# Clubs in the Chester area



## clockworksimon (19 Sep 2017)

Would appreciate advice on clubs in the Chester area suitable for reasonably sporty recreational rides.

Am not interested on racing or having to spend valuable recreational time marshalling others competing. Looking at Chester Road Club's website it looks far too race oriented. The local CTC group rides from my village but whilst they look a friendly lot, I am after more energetic riding and am less bothered about cafes. Out on Sunday I noticed some Marford & Gresford Velo riders and looked at their website. Sounds like they have more energtic Sunday rides than the CTC and go into the hills.
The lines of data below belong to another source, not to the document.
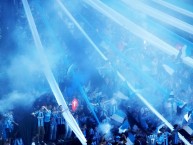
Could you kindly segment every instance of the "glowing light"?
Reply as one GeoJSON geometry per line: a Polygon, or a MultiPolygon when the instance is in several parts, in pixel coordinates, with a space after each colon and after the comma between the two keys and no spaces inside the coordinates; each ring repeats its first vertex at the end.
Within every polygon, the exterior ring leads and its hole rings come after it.
{"type": "Polygon", "coordinates": [[[78,100],[74,98],[72,100],[72,111],[76,111],[77,107],[78,107],[78,100]]]}
{"type": "MultiPolygon", "coordinates": [[[[113,11],[112,9],[108,8],[107,6],[103,5],[100,1],[91,1],[91,0],[84,0],[85,3],[89,4],[90,6],[94,7],[95,9],[97,9],[98,11],[102,12],[104,15],[108,16],[109,18],[111,18],[112,20],[114,20],[115,22],[117,22],[118,24],[120,24],[121,26],[123,26],[124,28],[129,28],[128,25],[131,24],[133,27],[130,27],[130,29],[132,28],[136,28],[138,30],[141,30],[143,33],[139,33],[138,35],[143,35],[144,33],[147,33],[146,31],[142,30],[141,28],[135,26],[133,23],[127,21],[123,16],[119,15],[118,13],[116,13],[115,11],[113,11]],[[117,19],[116,19],[117,18],[117,19]],[[122,24],[123,23],[123,24],[122,24]]],[[[133,29],[132,29],[133,30],[133,29]]],[[[136,34],[136,32],[132,31],[133,33],[136,34]]],[[[137,34],[136,34],[137,35],[137,34]]],[[[144,35],[146,36],[146,35],[144,35]]],[[[147,39],[146,39],[147,40],[147,39]]],[[[173,49],[173,48],[172,48],[173,49]]],[[[124,76],[117,71],[117,75],[120,77],[121,80],[124,80],[124,76]]],[[[136,93],[136,96],[160,119],[162,120],[171,130],[173,130],[173,126],[156,110],[153,108],[153,106],[151,106],[151,104],[139,93],[137,93],[137,91],[135,90],[135,88],[126,80],[127,82],[127,86],[134,92],[136,93]]],[[[179,137],[180,139],[187,145],[190,145],[190,143],[180,134],[179,137]]]]}
{"type": "Polygon", "coordinates": [[[184,22],[184,21],[181,21],[181,20],[179,20],[175,17],[172,17],[168,14],[165,14],[165,13],[163,13],[155,8],[152,8],[146,4],[143,4],[140,1],[135,1],[135,2],[128,1],[128,0],[122,0],[122,1],[125,4],[133,7],[134,9],[140,10],[143,13],[148,14],[155,19],[158,19],[164,23],[170,24],[171,26],[176,27],[180,30],[183,30],[187,33],[193,34],[193,26],[184,22]]]}
{"type": "MultiPolygon", "coordinates": [[[[126,17],[120,15],[113,9],[109,8],[108,6],[104,5],[100,1],[91,1],[91,0],[84,0],[85,3],[89,4],[93,8],[97,9],[99,12],[102,14],[106,15],[113,21],[115,21],[117,24],[120,26],[124,27],[131,33],[135,34],[136,36],[142,38],[143,40],[148,41],[149,43],[153,44],[154,46],[157,46],[161,51],[169,54],[169,55],[174,55],[177,56],[179,51],[176,50],[174,47],[170,46],[166,42],[162,41],[158,37],[152,35],[148,31],[144,30],[143,28],[137,26],[135,23],[131,22],[128,20],[126,17]]],[[[193,31],[193,28],[192,28],[193,31]]],[[[193,59],[190,57],[184,57],[182,58],[183,62],[186,65],[189,65],[190,67],[193,68],[193,59]]]]}
{"type": "Polygon", "coordinates": [[[170,9],[176,11],[176,12],[179,12],[181,14],[184,14],[186,16],[189,16],[189,17],[193,18],[193,13],[192,12],[187,11],[187,10],[185,10],[183,8],[177,7],[175,5],[172,5],[172,4],[170,4],[170,3],[168,3],[168,2],[166,2],[164,0],[152,0],[152,1],[154,1],[155,3],[158,3],[160,5],[163,5],[165,7],[168,7],[168,8],[170,8],[170,9]]]}
{"type": "Polygon", "coordinates": [[[49,64],[47,62],[46,56],[44,55],[44,50],[43,50],[43,46],[29,7],[29,4],[27,2],[27,0],[22,0],[23,6],[24,6],[24,10],[27,16],[27,20],[30,26],[30,30],[32,32],[33,35],[33,39],[43,66],[43,71],[45,74],[45,77],[50,85],[50,88],[53,91],[53,94],[58,102],[58,104],[62,105],[64,107],[64,112],[63,112],[63,116],[66,120],[66,122],[68,123],[68,125],[70,126],[70,128],[73,130],[73,132],[76,134],[77,138],[80,140],[80,142],[83,145],[86,145],[86,139],[82,133],[82,131],[80,130],[77,122],[75,121],[75,119],[73,118],[72,114],[70,113],[68,106],[64,100],[64,97],[59,89],[59,86],[54,78],[54,75],[49,67],[49,64]]]}
{"type": "Polygon", "coordinates": [[[61,3],[60,0],[57,0],[58,4],[62,8],[62,10],[66,13],[66,15],[71,19],[71,21],[76,25],[76,27],[82,32],[82,34],[86,37],[86,39],[91,43],[91,45],[95,48],[95,50],[100,54],[100,56],[107,60],[106,56],[100,51],[100,49],[95,45],[95,43],[90,39],[87,33],[82,29],[82,27],[77,23],[77,21],[73,18],[70,12],[65,8],[65,6],[61,3]]]}
{"type": "Polygon", "coordinates": [[[130,31],[131,33],[135,34],[136,36],[142,38],[143,40],[148,41],[149,43],[157,46],[163,52],[169,55],[178,55],[178,50],[174,47],[170,46],[166,42],[162,41],[158,37],[154,36],[153,34],[149,33],[148,31],[144,30],[140,26],[136,25],[132,21],[128,20],[126,17],[122,16],[121,14],[117,13],[110,7],[104,5],[100,1],[91,1],[91,0],[84,0],[85,3],[89,4],[93,8],[100,11],[102,14],[106,15],[113,21],[115,21],[120,26],[124,27],[126,30],[130,31]]]}

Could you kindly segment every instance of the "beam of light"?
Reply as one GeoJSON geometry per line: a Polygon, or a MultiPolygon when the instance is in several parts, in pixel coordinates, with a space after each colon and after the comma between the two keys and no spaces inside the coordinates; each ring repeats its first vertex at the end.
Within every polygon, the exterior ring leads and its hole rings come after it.
{"type": "Polygon", "coordinates": [[[63,112],[63,116],[64,116],[66,122],[68,123],[70,128],[73,130],[73,132],[76,134],[76,136],[80,140],[80,142],[83,145],[86,145],[87,144],[86,139],[85,139],[82,131],[80,130],[77,122],[75,121],[72,114],[70,113],[68,106],[64,100],[64,97],[61,93],[61,90],[59,89],[59,86],[54,78],[54,75],[53,75],[50,67],[49,67],[46,56],[44,55],[44,50],[43,50],[44,48],[43,48],[43,45],[41,43],[40,36],[38,34],[36,24],[35,24],[34,18],[32,16],[28,1],[22,0],[22,3],[24,6],[24,10],[25,10],[25,13],[27,16],[29,26],[30,26],[30,30],[31,30],[32,35],[33,35],[35,46],[37,48],[37,51],[38,51],[38,54],[39,54],[39,57],[40,57],[40,60],[41,60],[42,66],[43,66],[43,71],[44,71],[45,77],[50,85],[50,88],[51,88],[58,104],[62,105],[65,109],[63,112]]]}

Any insight or advice will be greatly appreciated!


----------



## S-Express (19 Sep 2017)

My advice would be to join the largest club you can find, where your 'unwillingness' to participate in club commitments is far more likely to go un-noticed. In that sense, ironically, Chester RC would probably be ideal..


----------



## gareth01244 (28 Nov 2017)

Im a newish member of Chester road club and have joined several of the weekend rides, I ride for pleasure and fitness and have found that there are several different rides to suit most. Saturday has 2 group rides, a beginners one to learn how to ride in a group, it is ridden at a leisurely pace and the intermediate group which is at a faster pace and usually covers around 90-100 km. Sundays see 2 rides as well, the first is a mid paced ride around the Cheshire lanes the second a hilly ride around north wales. All are non drop. I have enjoyed them all but my favourite is the hilly Sunday ride as it takes in a good variety of terrain and everyone waits at the top of climbs for any one struggling. There are also plenty of midweek options and the Facebook page allows anyone to post and organise a group ride to suit their shedule.
I havent found it in the least bit race oriented although they do have members who race.
Hope this helps


----------